En la orilla del foso que daba a la ciudad había un grupo de sauces, cuyas ramas cargadas de hojas caían hasta el agua. Deberían haber sido talados por razones de defensa, pero lo más probable era que algún residente del castillo, tal vez la esposa o la madre del señor, estuviera fascinado por su belleza. Las ramas se veían inmóviles bajo la pálida luz de la luna; no corría una gota de aire. Me escondí entre el follaje, agachado, y contemplé la fortaleza durante un buen rato.

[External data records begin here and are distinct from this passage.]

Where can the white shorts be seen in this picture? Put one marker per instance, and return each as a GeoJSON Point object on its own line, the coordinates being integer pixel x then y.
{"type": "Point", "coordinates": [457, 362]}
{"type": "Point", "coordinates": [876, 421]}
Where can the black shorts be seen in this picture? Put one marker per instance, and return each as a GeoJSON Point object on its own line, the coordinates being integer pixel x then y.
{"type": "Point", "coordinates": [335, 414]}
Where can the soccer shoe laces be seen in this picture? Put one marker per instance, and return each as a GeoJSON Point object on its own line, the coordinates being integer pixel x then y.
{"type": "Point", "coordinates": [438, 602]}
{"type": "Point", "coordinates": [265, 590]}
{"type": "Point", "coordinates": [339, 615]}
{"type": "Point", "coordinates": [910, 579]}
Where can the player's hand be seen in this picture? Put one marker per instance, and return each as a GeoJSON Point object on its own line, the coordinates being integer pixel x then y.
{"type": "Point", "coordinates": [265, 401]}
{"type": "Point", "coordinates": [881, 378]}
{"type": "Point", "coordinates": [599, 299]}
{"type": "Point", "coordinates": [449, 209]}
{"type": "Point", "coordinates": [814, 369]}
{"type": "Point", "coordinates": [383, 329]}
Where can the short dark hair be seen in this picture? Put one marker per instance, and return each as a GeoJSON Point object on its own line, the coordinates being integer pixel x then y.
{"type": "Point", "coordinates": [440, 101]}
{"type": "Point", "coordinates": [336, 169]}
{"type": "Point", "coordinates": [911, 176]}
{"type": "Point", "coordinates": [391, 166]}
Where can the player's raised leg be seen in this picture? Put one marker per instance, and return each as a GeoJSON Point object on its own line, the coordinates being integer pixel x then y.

Era más grande que los castillos de Tsuwano o Hagi, pero la construcción era similar. Podía divisar el tenue perfil de las cestas que colgaban de los muros blancos del torreón, situado detrás del segundo portón del flanco sur. Tendría que cruzar el foso a nado, escalar la muralla de piedra, pasar por encima del primer portón y atravesar el patio del flanco sur, escalar el segundo portón y el torreón y, finalmente, llegar a las cestas desde lo alto.

Escuché pisadas y me tumbé en el suelo. Un grupo de guardias se acercaba al puente; otra patrulla salía del castillo, e intercambiaron unas palabras.